Qui è diverso: la “lingua materna” di cui Hannah Arendt tesse l’elegia, in un’intervista del 1964 alla tv tedesca, è il tedesco. Un’avocazione, di lingua e di cultura, sorprendente, e anche ambigua. Vale per per H.Arendt come per Celan e Nelly Sachs, perseguitati per essere ebrei, benché tedeschi o tedescofoni: il tedesco resta la Muttersprache, lingua materna, per i sopravvissuti e i morti, non solo per Hannah Arendt. E dunque la storia non c’è?
Ma l’intervista si ripropone perché è un atto di onestà – un po’ come Primo Levi si poneva nei confronti della Germania: la lingua, la cultura, sopravanza la storia. 

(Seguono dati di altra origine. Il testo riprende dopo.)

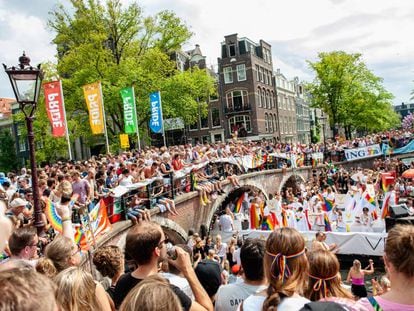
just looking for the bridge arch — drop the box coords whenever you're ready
[277,172,307,195]
[205,184,268,232]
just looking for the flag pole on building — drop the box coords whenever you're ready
[59,80,72,160]
[99,82,110,155]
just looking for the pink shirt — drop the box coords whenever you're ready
[359,296,414,311]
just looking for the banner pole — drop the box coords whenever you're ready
[59,80,72,160]
[99,82,110,155]
[131,86,141,150]
[158,91,167,147]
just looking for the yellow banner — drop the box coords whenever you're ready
[83,82,104,134]
[120,134,130,149]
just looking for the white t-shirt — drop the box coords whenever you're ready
[232,248,241,266]
[215,281,267,311]
[161,272,194,300]
[215,242,228,259]
[240,294,309,311]
[118,175,134,186]
[219,214,234,232]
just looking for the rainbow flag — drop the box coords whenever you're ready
[381,174,394,193]
[324,197,335,212]
[364,193,375,206]
[88,199,112,239]
[261,213,276,230]
[234,194,244,213]
[324,213,332,231]
[44,194,79,233]
[250,203,260,229]
[371,210,378,220]
[318,194,334,212]
[381,193,391,219]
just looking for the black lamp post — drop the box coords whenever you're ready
[3,52,44,235]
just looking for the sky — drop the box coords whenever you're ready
[0,0,413,105]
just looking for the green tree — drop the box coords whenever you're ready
[0,130,18,172]
[307,51,399,138]
[47,0,213,152]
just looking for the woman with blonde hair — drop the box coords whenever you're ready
[55,267,111,311]
[242,227,309,310]
[359,224,414,310]
[305,250,352,301]
[119,274,181,311]
[346,258,374,298]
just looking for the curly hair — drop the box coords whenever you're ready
[93,245,123,278]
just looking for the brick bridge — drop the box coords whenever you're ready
[100,152,393,248]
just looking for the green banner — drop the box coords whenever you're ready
[120,86,138,134]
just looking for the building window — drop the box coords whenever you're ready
[265,113,268,132]
[211,108,220,127]
[266,90,271,109]
[262,90,266,108]
[200,114,209,129]
[255,65,260,81]
[223,67,233,84]
[189,122,198,131]
[202,135,211,143]
[260,67,264,83]
[273,114,278,133]
[228,115,252,135]
[228,44,236,57]
[257,88,262,108]
[237,64,246,81]
[264,70,268,85]
[226,90,248,110]
[19,140,26,152]
[177,59,185,72]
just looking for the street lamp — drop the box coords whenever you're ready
[3,52,44,234]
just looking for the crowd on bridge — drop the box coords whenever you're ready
[0,128,414,310]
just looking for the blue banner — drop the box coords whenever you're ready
[149,91,163,133]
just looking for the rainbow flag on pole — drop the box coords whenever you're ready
[324,213,332,231]
[261,213,276,230]
[364,193,375,206]
[234,194,244,213]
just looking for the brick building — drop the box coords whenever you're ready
[171,45,225,144]
[218,34,279,142]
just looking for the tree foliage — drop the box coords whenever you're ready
[307,51,399,138]
[46,0,214,152]
[0,130,18,172]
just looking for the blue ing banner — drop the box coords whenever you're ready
[149,91,163,133]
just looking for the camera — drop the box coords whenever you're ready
[166,242,177,260]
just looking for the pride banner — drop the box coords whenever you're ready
[43,81,66,137]
[83,82,105,134]
[120,86,138,134]
[344,144,382,161]
[149,91,163,134]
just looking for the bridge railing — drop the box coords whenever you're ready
[89,148,374,223]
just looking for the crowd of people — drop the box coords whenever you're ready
[1,207,413,310]
[0,129,414,310]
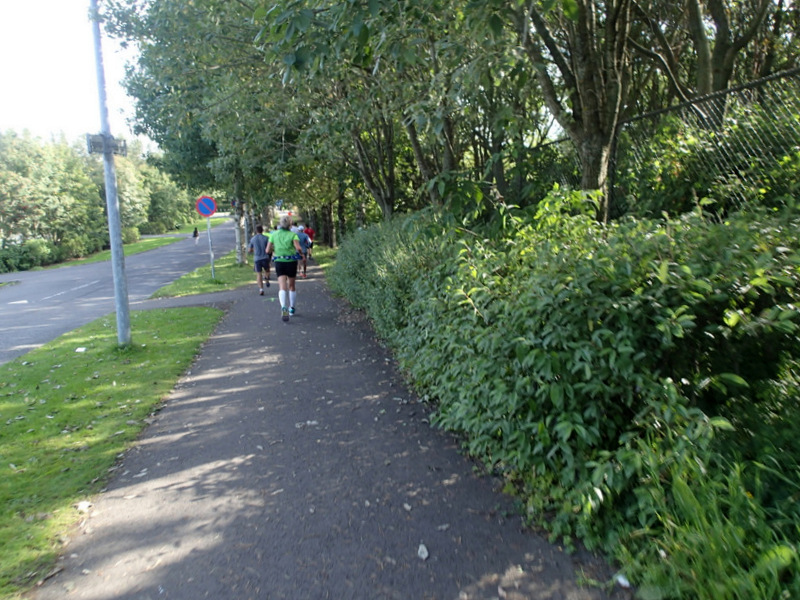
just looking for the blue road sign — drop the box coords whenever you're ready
[196,196,217,217]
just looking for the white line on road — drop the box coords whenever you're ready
[41,280,101,301]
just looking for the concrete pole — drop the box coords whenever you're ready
[91,0,131,346]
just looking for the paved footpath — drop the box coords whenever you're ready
[29,262,626,600]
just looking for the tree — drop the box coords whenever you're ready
[0,132,103,254]
[107,0,277,258]
[745,0,799,79]
[630,0,774,103]
[501,0,634,219]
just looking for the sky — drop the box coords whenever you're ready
[0,0,137,143]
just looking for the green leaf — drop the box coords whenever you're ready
[561,0,580,20]
[296,9,314,32]
[358,23,370,47]
[708,416,735,431]
[489,14,504,37]
[550,384,564,409]
[754,544,796,574]
[657,260,669,284]
[750,275,775,293]
[717,372,749,388]
[723,309,740,327]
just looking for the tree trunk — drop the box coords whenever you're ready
[517,0,632,219]
[579,134,612,198]
[323,202,335,248]
[352,127,395,221]
[232,169,245,265]
[337,183,347,245]
[404,120,440,205]
[491,128,508,200]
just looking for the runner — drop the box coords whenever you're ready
[302,223,315,259]
[266,215,303,321]
[247,225,271,295]
[296,226,311,278]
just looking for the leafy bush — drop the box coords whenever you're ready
[327,187,800,599]
[58,233,92,260]
[0,239,59,271]
[139,221,168,235]
[620,438,800,600]
[0,244,26,273]
[327,211,441,341]
[22,238,56,268]
[121,227,140,244]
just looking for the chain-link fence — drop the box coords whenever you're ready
[527,67,800,218]
[612,67,800,217]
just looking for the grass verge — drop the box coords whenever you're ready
[53,237,183,269]
[310,245,337,273]
[0,307,224,599]
[47,216,231,269]
[175,214,231,235]
[151,245,336,299]
[150,250,255,298]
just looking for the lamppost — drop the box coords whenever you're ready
[87,0,130,346]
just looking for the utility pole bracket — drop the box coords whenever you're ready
[86,134,127,156]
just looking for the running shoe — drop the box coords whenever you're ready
[281,306,289,322]
[289,307,296,316]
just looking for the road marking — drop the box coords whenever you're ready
[42,280,101,301]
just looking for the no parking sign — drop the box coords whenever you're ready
[196,196,217,277]
[195,196,217,217]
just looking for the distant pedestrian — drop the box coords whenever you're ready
[192,227,199,245]
[296,226,311,278]
[248,225,271,295]
[303,224,316,259]
[266,215,303,321]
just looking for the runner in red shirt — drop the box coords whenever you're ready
[302,224,316,259]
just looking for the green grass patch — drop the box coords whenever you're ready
[44,216,231,270]
[150,250,255,298]
[54,237,183,268]
[0,307,224,599]
[152,244,337,299]
[311,245,337,273]
[176,214,230,234]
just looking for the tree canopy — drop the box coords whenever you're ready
[97,0,798,234]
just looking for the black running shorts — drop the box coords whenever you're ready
[274,260,298,278]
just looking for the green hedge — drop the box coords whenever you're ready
[328,189,800,599]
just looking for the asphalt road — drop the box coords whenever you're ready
[0,219,236,366]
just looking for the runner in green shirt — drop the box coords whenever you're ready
[266,215,303,322]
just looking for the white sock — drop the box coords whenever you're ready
[289,291,297,308]
[279,290,288,307]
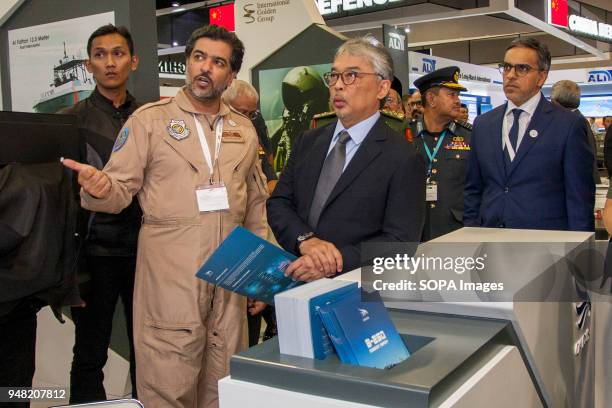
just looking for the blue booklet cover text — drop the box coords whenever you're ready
[195,226,300,304]
[319,291,410,369]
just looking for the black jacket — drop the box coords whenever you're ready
[0,163,80,318]
[267,117,426,273]
[62,88,141,257]
[411,119,472,241]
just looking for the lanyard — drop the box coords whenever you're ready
[420,130,447,176]
[193,114,224,184]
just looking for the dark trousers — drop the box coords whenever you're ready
[0,299,42,408]
[247,305,277,347]
[69,255,136,404]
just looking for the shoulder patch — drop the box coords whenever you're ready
[380,109,405,121]
[312,111,336,120]
[113,127,129,152]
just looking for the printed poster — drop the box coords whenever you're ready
[8,11,115,113]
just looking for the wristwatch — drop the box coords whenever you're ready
[296,232,315,247]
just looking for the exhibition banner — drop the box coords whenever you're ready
[8,11,115,113]
[382,24,408,94]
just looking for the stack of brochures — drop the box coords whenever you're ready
[275,278,359,359]
[318,290,411,369]
[195,226,301,304]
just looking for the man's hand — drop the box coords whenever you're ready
[62,158,111,199]
[298,237,343,276]
[285,255,328,282]
[247,299,267,315]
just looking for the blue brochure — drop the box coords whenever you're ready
[195,226,300,304]
[318,291,410,369]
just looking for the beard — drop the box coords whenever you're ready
[186,73,228,102]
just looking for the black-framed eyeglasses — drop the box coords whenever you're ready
[498,62,541,77]
[323,70,383,86]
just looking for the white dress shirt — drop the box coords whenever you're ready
[502,92,541,156]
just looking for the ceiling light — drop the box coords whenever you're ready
[171,1,180,6]
[172,41,179,46]
[404,27,410,33]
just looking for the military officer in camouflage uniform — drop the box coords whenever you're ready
[407,66,472,241]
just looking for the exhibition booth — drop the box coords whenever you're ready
[0,0,610,407]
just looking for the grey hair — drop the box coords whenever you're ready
[551,80,581,110]
[335,35,394,81]
[222,79,259,104]
[506,37,551,72]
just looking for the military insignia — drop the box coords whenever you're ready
[454,70,459,82]
[113,127,129,152]
[405,128,414,143]
[167,119,190,141]
[228,119,237,127]
[529,129,538,138]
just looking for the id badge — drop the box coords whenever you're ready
[426,183,438,202]
[195,182,229,212]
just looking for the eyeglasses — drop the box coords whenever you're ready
[498,63,541,77]
[323,70,383,86]
[410,101,422,107]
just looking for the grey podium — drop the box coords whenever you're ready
[219,228,595,408]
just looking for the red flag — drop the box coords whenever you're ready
[549,0,568,27]
[209,4,235,32]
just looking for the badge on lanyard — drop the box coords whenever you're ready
[426,182,438,202]
[193,114,229,212]
[195,182,229,212]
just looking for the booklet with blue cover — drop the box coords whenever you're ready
[275,279,359,360]
[318,291,410,369]
[195,226,301,304]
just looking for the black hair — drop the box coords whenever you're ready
[87,24,134,57]
[506,37,551,72]
[460,103,468,109]
[185,25,245,73]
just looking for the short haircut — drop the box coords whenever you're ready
[222,79,259,104]
[460,103,468,109]
[87,24,134,57]
[422,87,440,108]
[551,80,581,110]
[335,35,394,81]
[506,37,551,72]
[185,25,245,73]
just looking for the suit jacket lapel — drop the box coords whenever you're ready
[507,96,552,177]
[321,117,385,211]
[302,124,335,214]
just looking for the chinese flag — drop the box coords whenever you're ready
[549,0,568,27]
[209,4,235,32]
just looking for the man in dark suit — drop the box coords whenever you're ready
[464,37,594,231]
[267,36,426,281]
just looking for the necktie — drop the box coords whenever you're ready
[508,108,523,154]
[308,130,351,228]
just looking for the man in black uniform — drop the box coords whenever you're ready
[407,66,472,241]
[61,24,140,403]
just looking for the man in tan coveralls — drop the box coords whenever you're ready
[63,25,268,407]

Il sottotitolo, “La condizione umana e il pensiero plurale”, è un po’ la sintesi del saggio introduttivo di Alessandro Dal Lago, che ha curato il volumetto: il “mito illuminista” è “tragedia o farsa”, senza “memoria culturale” Robinson non esiste. Arendt va oltre. Gli intellettuali “non erano assassini. Erano persone che si erano prese in trappola da sole”. L’imparzialità è in Omero anche in favore degli sconfitti, e in Erodoto anche per i barbari.
Alla conversazione è allegato un saggio intitolato “L’atto originario della filosofia politica è lo stupore”. Titolo editoriale da Jeanne Hersch - di cui però non c’è menzione - per un testo presentato come “ampio estratto” di una conferenza del 1954,  “Concern with politics in recent european philosphical thought”. Pieno di spunti, su Hegel, il nichilismo, l’esistenzialismo. E di un ritornello – che tornerà in altre opere di H.Arendt: la filosofia politica è lasciata ai cattolici, gli unici capaci di risvegliare un interesse per i problemi classici della filosofia politica. Ciò perché, fino a un certo punto, “sono ciechi di fronte alla storia”. Ma anche perché è “nella storia della Cristianità” che “la nozione di società universale (nelle diverse forme della civitas dei) sorse per la prima volta”.